Personal Pensions and FSAVCS
Any employee contributions to a personal pension or an FSAVC will continue to be paid net of UK basic rate tax.
If the Scottish Parliament were to exercise its powers and set a tax rate that differed from the UK one, individual employed Scottish taxpayers will receive any additional relief (or pay any tax due) through the PAYE system.
Th Scottish Executive have stated that they do not intend using the tax varying powers during the lifetime of the current Scottish Parliament. This makes it very unlikely that such powers will be used before 2004/5 tax year at the earliest.
It is presently unclear what the treatment will be for self employed individuals. They currently pay contributions gross as do all contributors to retirement annuities. In the latter case we know that the Government intend to exclude Scottish Variable Rate. Perhaps they have assumed that all personal pension contracts will fall within the proposed new "DC tax regime" where all member contributions are paid net of basic rate tax (and that since any Scottish Variable Rate is unlikely to apply until 2004/5- well after the new DC tax regime should be in force – there is no need to cover the self employed).
What will be the position where contracting out rebates are paid to a personal pension? Presently the Government increase the employee portion of the rebate for basic rate tax.

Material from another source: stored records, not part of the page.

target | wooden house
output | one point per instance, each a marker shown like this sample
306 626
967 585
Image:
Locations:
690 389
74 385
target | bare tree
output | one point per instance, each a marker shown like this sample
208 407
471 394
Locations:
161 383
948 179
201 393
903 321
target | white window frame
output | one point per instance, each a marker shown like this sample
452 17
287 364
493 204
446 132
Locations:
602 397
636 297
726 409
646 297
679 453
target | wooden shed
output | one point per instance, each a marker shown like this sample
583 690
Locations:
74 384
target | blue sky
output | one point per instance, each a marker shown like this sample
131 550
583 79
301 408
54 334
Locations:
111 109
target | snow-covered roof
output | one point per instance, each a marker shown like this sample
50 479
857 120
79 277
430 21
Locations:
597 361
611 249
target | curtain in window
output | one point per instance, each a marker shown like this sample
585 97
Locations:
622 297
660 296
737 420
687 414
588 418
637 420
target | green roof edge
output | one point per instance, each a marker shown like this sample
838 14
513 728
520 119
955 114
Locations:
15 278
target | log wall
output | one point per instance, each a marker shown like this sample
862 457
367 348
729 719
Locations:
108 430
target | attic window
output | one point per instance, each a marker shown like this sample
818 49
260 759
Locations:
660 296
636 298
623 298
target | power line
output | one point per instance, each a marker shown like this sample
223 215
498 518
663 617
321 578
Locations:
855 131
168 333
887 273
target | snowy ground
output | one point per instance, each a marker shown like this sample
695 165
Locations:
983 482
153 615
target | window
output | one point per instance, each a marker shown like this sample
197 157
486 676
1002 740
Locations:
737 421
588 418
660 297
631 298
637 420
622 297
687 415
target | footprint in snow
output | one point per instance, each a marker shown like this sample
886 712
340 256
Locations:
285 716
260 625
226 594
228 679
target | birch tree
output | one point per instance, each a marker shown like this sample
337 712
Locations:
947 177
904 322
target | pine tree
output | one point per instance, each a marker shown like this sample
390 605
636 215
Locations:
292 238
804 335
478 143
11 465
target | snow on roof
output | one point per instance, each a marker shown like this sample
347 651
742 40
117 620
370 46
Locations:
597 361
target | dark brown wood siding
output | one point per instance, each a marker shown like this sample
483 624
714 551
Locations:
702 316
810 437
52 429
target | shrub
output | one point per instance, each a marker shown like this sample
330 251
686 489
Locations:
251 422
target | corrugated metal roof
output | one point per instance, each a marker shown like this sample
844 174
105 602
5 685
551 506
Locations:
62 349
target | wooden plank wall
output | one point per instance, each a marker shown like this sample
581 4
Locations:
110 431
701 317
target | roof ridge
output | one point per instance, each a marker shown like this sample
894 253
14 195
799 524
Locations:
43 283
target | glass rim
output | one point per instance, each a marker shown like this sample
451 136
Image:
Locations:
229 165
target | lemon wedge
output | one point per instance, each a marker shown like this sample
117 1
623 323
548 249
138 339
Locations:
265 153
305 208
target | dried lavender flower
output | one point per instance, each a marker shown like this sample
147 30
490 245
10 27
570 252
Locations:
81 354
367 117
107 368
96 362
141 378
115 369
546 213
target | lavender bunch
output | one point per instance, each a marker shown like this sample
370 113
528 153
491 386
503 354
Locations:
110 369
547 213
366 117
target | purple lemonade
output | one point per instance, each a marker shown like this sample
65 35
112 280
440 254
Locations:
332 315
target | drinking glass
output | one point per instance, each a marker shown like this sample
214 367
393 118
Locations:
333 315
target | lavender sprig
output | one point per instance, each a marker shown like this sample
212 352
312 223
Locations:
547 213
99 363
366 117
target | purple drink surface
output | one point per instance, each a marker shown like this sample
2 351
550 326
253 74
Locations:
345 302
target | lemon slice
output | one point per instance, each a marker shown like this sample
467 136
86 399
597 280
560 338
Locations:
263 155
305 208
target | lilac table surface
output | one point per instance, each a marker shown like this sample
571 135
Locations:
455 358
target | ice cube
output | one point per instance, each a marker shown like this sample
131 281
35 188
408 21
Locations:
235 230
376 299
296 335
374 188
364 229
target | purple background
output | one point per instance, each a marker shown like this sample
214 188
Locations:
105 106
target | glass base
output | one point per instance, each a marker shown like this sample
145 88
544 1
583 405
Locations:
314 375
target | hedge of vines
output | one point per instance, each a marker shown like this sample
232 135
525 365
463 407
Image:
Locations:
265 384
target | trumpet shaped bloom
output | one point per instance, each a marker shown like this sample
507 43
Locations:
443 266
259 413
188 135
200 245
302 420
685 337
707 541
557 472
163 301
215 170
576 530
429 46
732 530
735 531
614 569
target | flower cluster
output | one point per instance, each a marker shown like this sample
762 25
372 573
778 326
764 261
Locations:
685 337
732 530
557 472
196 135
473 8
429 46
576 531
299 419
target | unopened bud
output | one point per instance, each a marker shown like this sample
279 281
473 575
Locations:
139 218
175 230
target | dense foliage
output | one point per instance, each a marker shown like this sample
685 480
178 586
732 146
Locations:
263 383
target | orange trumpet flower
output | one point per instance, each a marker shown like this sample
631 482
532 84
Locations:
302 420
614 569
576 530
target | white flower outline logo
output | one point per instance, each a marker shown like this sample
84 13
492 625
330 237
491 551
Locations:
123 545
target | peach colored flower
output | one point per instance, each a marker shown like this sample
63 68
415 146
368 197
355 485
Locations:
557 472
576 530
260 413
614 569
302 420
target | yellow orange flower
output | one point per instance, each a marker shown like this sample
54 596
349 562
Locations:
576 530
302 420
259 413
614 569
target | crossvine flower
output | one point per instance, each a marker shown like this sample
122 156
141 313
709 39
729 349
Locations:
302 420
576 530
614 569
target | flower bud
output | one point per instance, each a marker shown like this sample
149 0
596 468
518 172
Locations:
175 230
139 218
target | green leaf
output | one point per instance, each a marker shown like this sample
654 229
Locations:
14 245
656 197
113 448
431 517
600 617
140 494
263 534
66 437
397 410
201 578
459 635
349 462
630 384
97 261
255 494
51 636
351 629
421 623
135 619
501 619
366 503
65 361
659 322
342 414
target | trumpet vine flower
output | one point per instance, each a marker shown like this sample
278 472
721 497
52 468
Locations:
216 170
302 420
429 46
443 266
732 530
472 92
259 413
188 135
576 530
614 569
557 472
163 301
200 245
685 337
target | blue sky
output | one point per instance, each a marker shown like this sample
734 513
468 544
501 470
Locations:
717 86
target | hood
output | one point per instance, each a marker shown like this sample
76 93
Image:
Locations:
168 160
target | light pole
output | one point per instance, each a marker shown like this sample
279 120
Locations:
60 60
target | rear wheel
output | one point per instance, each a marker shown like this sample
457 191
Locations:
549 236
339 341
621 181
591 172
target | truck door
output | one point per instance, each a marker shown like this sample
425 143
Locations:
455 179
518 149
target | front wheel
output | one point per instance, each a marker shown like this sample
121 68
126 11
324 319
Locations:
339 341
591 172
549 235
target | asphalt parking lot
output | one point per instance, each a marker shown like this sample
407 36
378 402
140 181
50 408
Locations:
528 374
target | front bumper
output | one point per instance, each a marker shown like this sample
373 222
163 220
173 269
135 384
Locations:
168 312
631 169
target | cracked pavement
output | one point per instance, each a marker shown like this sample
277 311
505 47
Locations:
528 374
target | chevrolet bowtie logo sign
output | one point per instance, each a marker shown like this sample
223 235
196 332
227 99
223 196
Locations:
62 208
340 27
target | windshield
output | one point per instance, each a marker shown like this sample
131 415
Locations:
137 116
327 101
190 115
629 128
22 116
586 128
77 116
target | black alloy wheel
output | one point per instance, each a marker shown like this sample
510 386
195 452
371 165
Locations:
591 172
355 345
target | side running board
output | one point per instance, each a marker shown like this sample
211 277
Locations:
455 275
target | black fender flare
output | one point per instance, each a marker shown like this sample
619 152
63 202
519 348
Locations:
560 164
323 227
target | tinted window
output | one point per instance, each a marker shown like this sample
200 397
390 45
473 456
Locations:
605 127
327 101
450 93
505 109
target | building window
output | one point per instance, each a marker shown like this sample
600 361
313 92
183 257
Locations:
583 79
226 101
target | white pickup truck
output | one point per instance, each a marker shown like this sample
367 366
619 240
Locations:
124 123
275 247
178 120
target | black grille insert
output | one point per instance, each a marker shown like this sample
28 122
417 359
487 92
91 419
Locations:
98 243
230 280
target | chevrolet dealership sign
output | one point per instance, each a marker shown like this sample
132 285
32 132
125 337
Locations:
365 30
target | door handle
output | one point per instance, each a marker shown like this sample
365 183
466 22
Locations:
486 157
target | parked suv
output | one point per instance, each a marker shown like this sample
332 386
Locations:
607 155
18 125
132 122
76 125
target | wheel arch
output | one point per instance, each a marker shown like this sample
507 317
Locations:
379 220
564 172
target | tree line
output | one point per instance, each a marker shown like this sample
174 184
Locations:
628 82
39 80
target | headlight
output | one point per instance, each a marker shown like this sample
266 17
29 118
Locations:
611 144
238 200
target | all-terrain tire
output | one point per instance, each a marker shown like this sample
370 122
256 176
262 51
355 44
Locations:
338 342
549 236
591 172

Will this allow for any Scottish Variable Rate in the future?
The Inland Revenue have decided that Scottish Variable Rate will not apply to retirement annuities either in respect of tax relief on contributions or tax on pensions in payment.
It seems strange that retirement annuities have been singled out as being excluded from the Scottish Variable Rate tax. This will create a further difference between the future "DC tax retime" schemes and retirement annuities which will need to be taken on board in advising clients subject to Scottish tax. Although the document did not cover member contributions to occupational schemes the consultation document issued last year(see our Bulletin dated 24/04/98 under the Miscellaneous subject heading) recommended that such contributions would continue to be collected under the "net pay" (ie PAYE system) and would be picked up by Scottish Variable Rate tax in this way.